We manually rank the images generated by the models in the model gallery, and the final results are saved in the following format:
{
"index": 7,
"prompt": "a blue car and a brown giraffe",
"image_sd15": "datasets/train/attribute_binding/sd15_prompt_7.png",
"image_sdxl": "datasets/train/attribute_binding/sdxl_prompt_7.png",
"image_sd3": "datasets/train/attribute_binding/sd3_prompt_7.png",
"image_flux": "datasets/train/attribute_binding/flux_prompt_7.png",
"image_rpg": "datasets/train/attribute_binding/rpg_prompt_7.png",
"image_instancediffusion": "datasets/train/attribute_binding/instancediffusion_prompt_7.png",
"rank": [4, 3, 5, 2, 1, 6]
},
The i-th element, j, in the rank list indicates that the j-th model in the model gallery is ranked in the i-th position.
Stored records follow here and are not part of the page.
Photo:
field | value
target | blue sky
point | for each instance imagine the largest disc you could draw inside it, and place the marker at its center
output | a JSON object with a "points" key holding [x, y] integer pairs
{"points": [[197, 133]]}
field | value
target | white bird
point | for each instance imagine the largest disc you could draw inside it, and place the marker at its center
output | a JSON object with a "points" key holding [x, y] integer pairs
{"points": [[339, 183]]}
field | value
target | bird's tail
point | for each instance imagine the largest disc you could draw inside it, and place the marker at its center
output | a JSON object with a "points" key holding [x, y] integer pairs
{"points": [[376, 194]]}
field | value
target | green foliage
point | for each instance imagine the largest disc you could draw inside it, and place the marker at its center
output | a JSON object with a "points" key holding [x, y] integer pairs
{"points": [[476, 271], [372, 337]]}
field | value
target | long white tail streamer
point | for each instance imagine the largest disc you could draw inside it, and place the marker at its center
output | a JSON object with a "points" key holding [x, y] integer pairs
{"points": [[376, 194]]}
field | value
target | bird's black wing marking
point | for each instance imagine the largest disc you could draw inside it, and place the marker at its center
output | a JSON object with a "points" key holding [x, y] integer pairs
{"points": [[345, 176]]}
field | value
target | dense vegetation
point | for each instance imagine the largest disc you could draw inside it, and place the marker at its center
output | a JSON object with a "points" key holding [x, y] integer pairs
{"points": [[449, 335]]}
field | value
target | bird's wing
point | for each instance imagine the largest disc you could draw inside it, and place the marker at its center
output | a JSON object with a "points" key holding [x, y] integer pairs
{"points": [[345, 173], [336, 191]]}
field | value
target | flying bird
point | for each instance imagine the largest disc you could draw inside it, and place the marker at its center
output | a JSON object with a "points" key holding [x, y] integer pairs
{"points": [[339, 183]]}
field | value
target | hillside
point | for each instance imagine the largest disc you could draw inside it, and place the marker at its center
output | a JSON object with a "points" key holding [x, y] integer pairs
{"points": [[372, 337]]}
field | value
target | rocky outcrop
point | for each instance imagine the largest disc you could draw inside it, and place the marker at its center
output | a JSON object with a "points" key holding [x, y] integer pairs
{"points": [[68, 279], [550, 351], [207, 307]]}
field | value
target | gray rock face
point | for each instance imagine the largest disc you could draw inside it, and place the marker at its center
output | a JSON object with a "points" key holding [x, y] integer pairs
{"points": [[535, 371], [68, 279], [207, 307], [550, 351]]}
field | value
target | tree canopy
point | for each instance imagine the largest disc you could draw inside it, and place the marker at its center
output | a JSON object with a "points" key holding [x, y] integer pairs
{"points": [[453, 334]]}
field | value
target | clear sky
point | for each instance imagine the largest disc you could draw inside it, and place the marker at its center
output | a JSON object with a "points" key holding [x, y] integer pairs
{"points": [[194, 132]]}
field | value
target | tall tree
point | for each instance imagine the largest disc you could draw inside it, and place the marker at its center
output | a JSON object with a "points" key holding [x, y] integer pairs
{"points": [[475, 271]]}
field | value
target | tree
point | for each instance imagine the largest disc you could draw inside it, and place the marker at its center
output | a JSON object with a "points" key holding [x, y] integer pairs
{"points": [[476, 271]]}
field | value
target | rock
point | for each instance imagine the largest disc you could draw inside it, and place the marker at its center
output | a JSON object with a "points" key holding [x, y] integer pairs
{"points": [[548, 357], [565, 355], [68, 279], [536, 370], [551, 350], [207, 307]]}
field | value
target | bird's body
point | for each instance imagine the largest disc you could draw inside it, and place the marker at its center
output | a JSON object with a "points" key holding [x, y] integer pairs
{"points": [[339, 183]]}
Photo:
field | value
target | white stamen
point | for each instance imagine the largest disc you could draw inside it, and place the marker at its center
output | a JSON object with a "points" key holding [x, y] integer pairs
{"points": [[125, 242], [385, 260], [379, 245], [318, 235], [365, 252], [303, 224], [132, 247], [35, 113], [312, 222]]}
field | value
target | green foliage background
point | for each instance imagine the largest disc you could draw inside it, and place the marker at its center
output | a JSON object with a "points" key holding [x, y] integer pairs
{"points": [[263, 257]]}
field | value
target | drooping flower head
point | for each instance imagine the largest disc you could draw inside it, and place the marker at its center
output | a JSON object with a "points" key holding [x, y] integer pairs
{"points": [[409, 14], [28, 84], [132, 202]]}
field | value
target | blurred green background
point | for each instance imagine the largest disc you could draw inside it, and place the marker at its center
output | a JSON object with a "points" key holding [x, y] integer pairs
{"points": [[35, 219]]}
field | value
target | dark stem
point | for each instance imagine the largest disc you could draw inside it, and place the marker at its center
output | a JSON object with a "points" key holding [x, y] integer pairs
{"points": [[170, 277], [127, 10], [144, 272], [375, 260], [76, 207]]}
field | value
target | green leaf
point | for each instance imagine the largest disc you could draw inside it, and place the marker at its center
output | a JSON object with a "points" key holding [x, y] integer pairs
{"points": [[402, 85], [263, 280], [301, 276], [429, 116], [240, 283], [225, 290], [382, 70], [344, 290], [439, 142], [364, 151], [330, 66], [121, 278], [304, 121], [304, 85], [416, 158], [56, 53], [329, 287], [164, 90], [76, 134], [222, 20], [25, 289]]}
For example, the rank list [4, 3, 5, 2, 1, 6]
means that the 4th model in the model gallery, flux, is ranked 1st, the 3rd model, sd3, is ranked 2nd, and so on.
First, you should pair the images two by two based on the ranking to make the dataset:
python train/make_dataset.py
We provide a script for reward models training:
bash scripts/train_reward_models.sh
For each of the composition-aware reward models, you should follow this process to get the reward model.
The training dataset for multi-reward feedback learning is in data/itercomp_train_data.json
, after setting the paths for composition-aware reward models, you can finetune the base diffusion model as follow:
bash scripts/iterative_fl.sh
After the training of iteration 0, we can start a new iteration of refinement based on the optimized diffusion model.
In iteration 1, we expand model gallery with Omost and the optimized base diffusion model using:
python data/iterative_expand_gallery.py
The updating model gallery is saved in the following format:
{
"index": 7,
"prompt": "a blue car and a brown giraffe",
"image_sd15": "datasets/train/attribute_binding/sd15_prompt_7.png",
"image_sdxl": "datasets/train/attribute_binding/sdxl_prompt_7.png",
"image_sd3": "datasets/train/attribute_binding/sd3_prompt_7.png",
"image_flux": "datasets/train/attribute_binding/flux_prompt_7.png",
"image_rpg": "datasets/train/attribute_binding/rpg_prompt_7.png",
"image_instancediffusion": "datasets/train/attribute_binding/instancediffusion_prompt_7.png",
"image_sdxl_iteration1": "datasets/train/attribute_binding/sdxl_iteration1_prompt_7.png",
"image_omost": "datasets/train/attribute_binding/omost_prompt_7.png",
"initial_rank": [4, 3, 5, 2, 1, 6],
"rank": [4, 3, 7, 5, 8, 2, 1, 6]
},
After updating the composition-aware model preference dataset, you should to train the reward models and base diffusion model according to the process described above.
IterComp can serve as a powerful backbone for various compositional generation methods, such as RPG and Omost. We recommend integrating IterComp into these approaches to achieve more advanced compositional generation results. Simply update the backbone path to IterComp to apply the changes.
@article{zhang2024itercomp,
title={IterComp: Iterative Composition-Aware Feedback Learning from Model Gallery for Text-to-Image Generation},
author={Zhang, Xinchen and Yang, Ling and Li, Guohao and Cai, Yaqi and Xie, Jiake and Tang, Yong and Yang, Yujiu and Wang, Mengdi and Cui, Bin},
journal={arXiv preprint arXiv:2410.07171},
year={2024}
}
Our IterComp is a general text-to-image generation framework, which is builded upon several solid works. Thanks to ImageReward and RPG for their wonderful work and codebase!